September 4, 2018 at 3:40 pm

Hello,

nothing to see but thank you for the website.

kind regards
Reply
Rahul

August 30, 2018 at 12:30 pm

Hello,
Is there any GLS implementation available in Microsoft excel
Thanks
Reply
- Charles
  
  August 30, 2018 at 1:17 pm
  
  Rahul,
  No, but there is GLS support in the Real Statistics software.
  Charles
  Reply
  - Farah
    
    October 10, 2018 at 11:08 am
    
    Dear,
    Can you help me in writing findings on my ARIMA model in population analysis?I am stuck here.I can mail you this analysis.
    P:S:I am not mathematician.
    Reply
    - Charles
      
      October 10, 2018 at 6:48 pm
      
      Farah,
      You can mail me at the email address found at Contact Us.
      Charles
      Reply
Anam Zahra

August 16, 2018 at 11:21 am

Hey Charles!
When I use ADFTEST function in excel, it only returns a single cell named as “tau stat” I am unable to get an 8*2 output. how should I do it ?
Reply
- Charles
  
  August 16, 2018 at 1:18 pm
  
  Anam,
  ADFTEST is an Excel array function. To get the full output you can’t simply press Enter. See the following webpage for how to handle array functions.
  Array Formulas and Functions
  Charles
  Reply
Vusani

August 3, 2018 at 9:07 am

Hi Charles
Which experimental design do I use if doing an experiment on 9 different soil components for two different plants. The height of the plant and color (green/yellow) will be measured
Vusani
Reply
- Charles
  
  August 3, 2018 at 9:34 am
  
  Vusani,
  What hypothesis (or hypotheses) do you want to test?
  Charles
  Reply
  - Vusani
    
    August 3, 2018 at 9:45 am
    
    I want to test the effect of the soil components on the two different vegetables
    Reply
    - Vusani
      
      August 3, 2018 at 9:47 am
      
      Colour of leaves is for the healthiness of the plant
      Reply
    - Charles
      
      August 6, 2018 at 6:34 pm
      
      Vusani,
      Since you have two dependent variables (colour and height) this looks to be a fit for MANOVA. The “devil is in the details”, and so the exact test depends on factors that you haven’t specified.
      Charles
      Reply
Nick

July 22, 2018 at 8:38 am

Hi Charles,

Firstly, thanks for your site and app, it’s so appreciated.

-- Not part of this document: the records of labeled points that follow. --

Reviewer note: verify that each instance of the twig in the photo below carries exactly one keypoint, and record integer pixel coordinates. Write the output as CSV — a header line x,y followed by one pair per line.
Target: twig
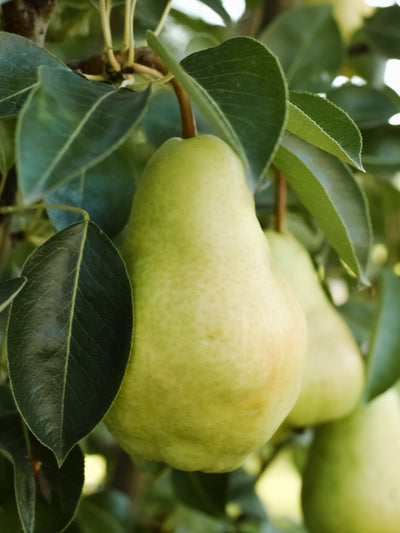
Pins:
x,y
280,202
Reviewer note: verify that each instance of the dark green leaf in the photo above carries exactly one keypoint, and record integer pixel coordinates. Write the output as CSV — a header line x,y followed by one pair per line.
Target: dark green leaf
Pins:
x,y
325,125
9,290
68,125
19,62
69,335
7,152
309,46
382,149
239,87
204,492
46,495
105,191
326,187
93,518
149,12
382,30
367,106
383,363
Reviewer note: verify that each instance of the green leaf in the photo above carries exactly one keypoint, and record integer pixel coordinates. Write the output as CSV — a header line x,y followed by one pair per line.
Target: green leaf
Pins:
x,y
46,496
309,45
239,87
9,290
382,30
94,518
204,492
326,187
367,106
69,335
68,125
383,361
7,152
19,62
381,149
242,492
105,191
323,124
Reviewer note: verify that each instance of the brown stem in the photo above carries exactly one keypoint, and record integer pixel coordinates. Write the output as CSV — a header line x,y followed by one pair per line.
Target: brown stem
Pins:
x,y
280,202
185,106
29,18
147,57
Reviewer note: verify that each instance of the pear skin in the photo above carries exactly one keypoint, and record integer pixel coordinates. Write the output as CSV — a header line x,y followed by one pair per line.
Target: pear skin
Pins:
x,y
334,372
351,483
219,340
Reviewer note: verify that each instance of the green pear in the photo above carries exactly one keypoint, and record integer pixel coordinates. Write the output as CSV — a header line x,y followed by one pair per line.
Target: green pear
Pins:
x,y
351,482
334,372
219,340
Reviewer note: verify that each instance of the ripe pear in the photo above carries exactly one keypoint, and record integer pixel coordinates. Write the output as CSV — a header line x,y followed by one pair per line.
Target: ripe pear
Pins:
x,y
334,372
351,482
219,340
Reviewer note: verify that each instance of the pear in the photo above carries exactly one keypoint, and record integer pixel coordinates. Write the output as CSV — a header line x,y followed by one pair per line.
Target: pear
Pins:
x,y
351,482
219,340
334,372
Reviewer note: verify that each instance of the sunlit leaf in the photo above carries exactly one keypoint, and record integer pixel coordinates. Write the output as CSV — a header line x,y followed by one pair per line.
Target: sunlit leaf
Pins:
x,y
325,125
383,368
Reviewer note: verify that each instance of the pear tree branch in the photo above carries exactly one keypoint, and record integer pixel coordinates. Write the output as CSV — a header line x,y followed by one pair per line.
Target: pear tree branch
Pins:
x,y
29,18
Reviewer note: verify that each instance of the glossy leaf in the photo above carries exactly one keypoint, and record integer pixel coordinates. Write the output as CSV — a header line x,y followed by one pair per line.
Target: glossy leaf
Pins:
x,y
7,152
381,150
326,187
19,62
9,290
69,335
68,125
204,492
382,30
239,87
293,35
243,493
383,362
326,126
367,106
105,191
46,496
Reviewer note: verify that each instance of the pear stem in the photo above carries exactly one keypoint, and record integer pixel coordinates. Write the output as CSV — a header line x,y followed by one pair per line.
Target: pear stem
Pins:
x,y
280,202
146,56
185,106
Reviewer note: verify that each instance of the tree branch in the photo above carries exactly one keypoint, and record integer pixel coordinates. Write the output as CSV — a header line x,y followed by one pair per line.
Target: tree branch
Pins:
x,y
29,18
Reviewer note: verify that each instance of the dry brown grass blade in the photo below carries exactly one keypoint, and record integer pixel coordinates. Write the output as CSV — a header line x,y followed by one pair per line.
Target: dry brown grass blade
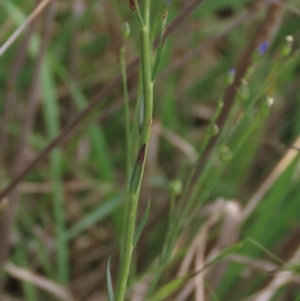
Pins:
x,y
280,279
27,125
264,32
19,30
281,166
39,281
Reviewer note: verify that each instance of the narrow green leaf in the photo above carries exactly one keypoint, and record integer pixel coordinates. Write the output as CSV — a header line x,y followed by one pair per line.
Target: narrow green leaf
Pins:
x,y
141,112
169,289
110,288
163,13
142,225
227,251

I have Excel 2016 desktop application. I would like to add Real Statistics to my Ribbon in an existing Tab with other marcos I have already in it. When I try to add it I can’t find the macro in the Marcos list to apply it.

Could you please let me know if this is possible?
Reply
- Charles
  
  July 22, 2018 at 2:23 pm
  
  Nick,
  I imagine that it is possible, but I haven’t figured out how to do this. Perhaps someone else knows how to do this.
  Charles
  Reply
  - Nick
    
    July 23, 2018 at 12:31 am
    
    Hi Charles,
    Thanks for prompt reply.
    If anyone has solution it’s apprecaited.
    Nick.
    Reply
Greg Venizelos

July 5, 2018 at 12:54 pm

Dear Charles.
Is it possible to extract the PCA components’ timeseries when using the Factor analysis of your XL add-in ?
Best regards.
Reply
- Charles
  
  July 5, 2018 at 7:02 pm
  
  Greg,
  I don’t know what you mean by “PCA components’ time series“.
  Charles
  Reply
sam

June 25, 2018 at 9:46 pm

Sir can you please explain the method of finding shape and scale parameters for wind data using Weibull distribution ?
Reply
- Charles
  
  June 25, 2018 at 11:24 pm
  
  Sam,
  See https://real-statistics.com/distribution-fitting/
  Charles
  Reply
David Shields

June 13, 2018 at 9:22 pm

Charles,

I am a layman, so please forgive the language. If the timeseries is sourced from Foreign Exchange money market data, it is said to be a Normal Distribution and is subject to the Random Walk idea.

I know, for a fact, that there are regular, timed events in the market. In fact there are many of them. There are also timed news events that manipulate the market.

Wouldn’t this then “distort” the series away from a Normal Distribution to some other form. I have seen a white paper that describes the market as a Sinusoidal Distribution.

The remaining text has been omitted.